All BC families have access to high quality, inclusive, flexible child care with fees capped at $10aDay, with professional wages, benefits, and healthy working conditions for educators – all within a system that upholds Indigenous rights and advances reconciliation.
In response to the $10aDay campaign and our amazing supporters – and based largely on our $10aDay Plan – the BC Government has started to build a system of quality, affordable, universal child care.
The federal government has followed suit, with historic levels of funding to provinces and Indigenous peoples to achieve $10aDay child care across Canada, and the goals set out in the Indigenous Early Learning and Child Care Framework.
The good news is government has achieved some real milestones that are life-changing for families. The worrying news is that big roadblocks remain in the way of further progress, and BC isn't yet acting fast enough to implement solutions. Here's where we're at:
What we’ve achieved, together
Governments on board: After 50+ years of advocacy, the BC and federal governments have committed to build a universal $10aDay child care system.
13,261 $10aDay spaces created: And 30,500 additional new licenced spaces funded since 2018.
Slashed fees: For families not yet in $10aDay programs, monthly fees in full-day programs reduced by up to $900/month per child under 6.
Higher wages: Most early childhood educators now receive a $4/hour publicly-funded wage top-up.
ECE Bursaries: more than 7,000 post-secondary students received bursaries towards their education.
Some current challenges
Recruitment & retention crisis: We don’t have enough early childhood educators. 45% of child care programs are losing more staff than they can hire.

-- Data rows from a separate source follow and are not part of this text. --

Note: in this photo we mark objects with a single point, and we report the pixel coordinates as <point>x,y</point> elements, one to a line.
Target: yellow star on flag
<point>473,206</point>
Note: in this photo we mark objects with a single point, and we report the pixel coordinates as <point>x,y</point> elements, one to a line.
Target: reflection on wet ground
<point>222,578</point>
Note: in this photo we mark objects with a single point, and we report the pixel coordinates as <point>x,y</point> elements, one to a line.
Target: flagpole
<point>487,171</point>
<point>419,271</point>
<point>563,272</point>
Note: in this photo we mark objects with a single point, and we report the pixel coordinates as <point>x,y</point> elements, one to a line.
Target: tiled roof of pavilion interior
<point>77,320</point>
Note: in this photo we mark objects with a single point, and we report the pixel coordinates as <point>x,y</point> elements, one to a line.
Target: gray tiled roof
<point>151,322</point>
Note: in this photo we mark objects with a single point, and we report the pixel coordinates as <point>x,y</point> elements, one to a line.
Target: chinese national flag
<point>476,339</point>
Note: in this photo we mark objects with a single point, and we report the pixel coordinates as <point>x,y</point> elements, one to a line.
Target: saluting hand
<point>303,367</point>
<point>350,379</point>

Messy operating funding: BC currently uses a combination of six different operating funding programs, resulting in inconsistent fees, wages, and often-inadequate day-to-day funding levels across the system, putting existing child care spaces at risk.
Haphazard expansion: BC’s current child care expansion model leans on individual local organizations to do all of the work (apply for funding, plan, design, and build new spaces) often within unrealistic budget caps, leading to slower expansion and inconsistent quality.
Some priorities for action
Fair wages for early childhood educators: Move from the current top-up to a BC wide wage grid of at least $30 to $40/hr based on qualifications and experience.
Convert all licensed care to $10aDay: Move to a single unified public funding model that caps all parent fees at $10aDay, funds an ECE wage grid, and covers other costs of high-quality care, across the entire publicly-funded system.
Provincially planned expansion: As with K-12 (coordinated by School Districts), systematically plan the build-out of universal child care with public, non-profit, and Indigenous partners.